Of course, there’s been several high-profile embarassments resulting from unknown ‘previous drafts’ and other hidden information sailing out the door with the latest press release.

But we just had a similar case at the school.

The midterm marks for 120 students went online in an XLS file. Two columns, student number and grade.

But a quick ‘Unhide All’ reveals three other columns: Name, Email, and Program Year. With just a birthday, this is enough information to buy someone a mealplan!

After a thoughtful student alerted the TAs, the file was promptly removed, but who knows who’s got a copy of it?

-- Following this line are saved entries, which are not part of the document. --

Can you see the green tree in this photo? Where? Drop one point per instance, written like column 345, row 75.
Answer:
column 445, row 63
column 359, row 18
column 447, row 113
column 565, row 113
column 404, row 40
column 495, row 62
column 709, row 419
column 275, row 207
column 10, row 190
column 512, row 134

Microsoft has acknowledged this problem, and provides a tool for scrubbing its files. But forget that. Just remember, kids: HTML if you can, PDF if you must. Never DOC or XLS. Ever.

Mike

Discussion

  1. Yeah, that was a fiasco today. It not only allowed security breaches, but also it was an invasion of privacy. I witnessed a few students approaching students who didn’t do as well and talking to the point of mocking them. That is why marks need to be confidential.

    When at my last job, I produced alot of documents that were to be sent out to people across the continent. It just came naturally for me to produce PDFs, because the hastle of incompatible formats drove me crazy. I also did my work report in it, as it can guarentee Kinko’s prints it exactly how I like it. Office is good for producing it, but distribution cannot occur in that format.

    Posted at 1:04 am on June 23rd by Jeffrey Aho.

  2. That’s true. Although that sort of occured to me, I didn’t actually see it. Grade envy/mockery is a passing thing, but it’s always the fraud potential that worries me more…

    I never actually got more than a glance at the spreadsheet, but I’m sure more than one person did a sort-by on the grade column and had a peek up and down the list.

    Posted at 4:26 pm on June 23rd by Mike Purvis.

  3. I think that in general fraud would be a more worrisome issue, I think that in this case the fact that marks are supposed to be confidential (i.e. no one knows until someone looks over your shoulder and proceeds to tell everyone else) is the bigger worry.
    Especialy considering how mark-obsessed our class is (Jeff in particular).

    Posted at 11:09 pm on June 23rd by Christine.

  4. Hey, I know this is OT, but I just noticed your picture in the new BrickJournal magazine [http://www.legofan.org/brickjournal/, page 58] Congrats!

    Posted at 10:25 pm on June 24th by Another UW Mike.

  5. Wow, that’s awesome, nice find. Yeah, rtlToronto is a terrific group of guys. I wish I could get back to T.O. for more of their events.

    And btw, the rice game was extremely difficult, but both Wayne’s bot and the one Rob and I worked on, were brilliant.

    (funny, I have the goofiest expression on my face in that picture, but you can hardly tell at that resolution…)

    Posted at 11:32 pm on June 24th by Mike Purvis.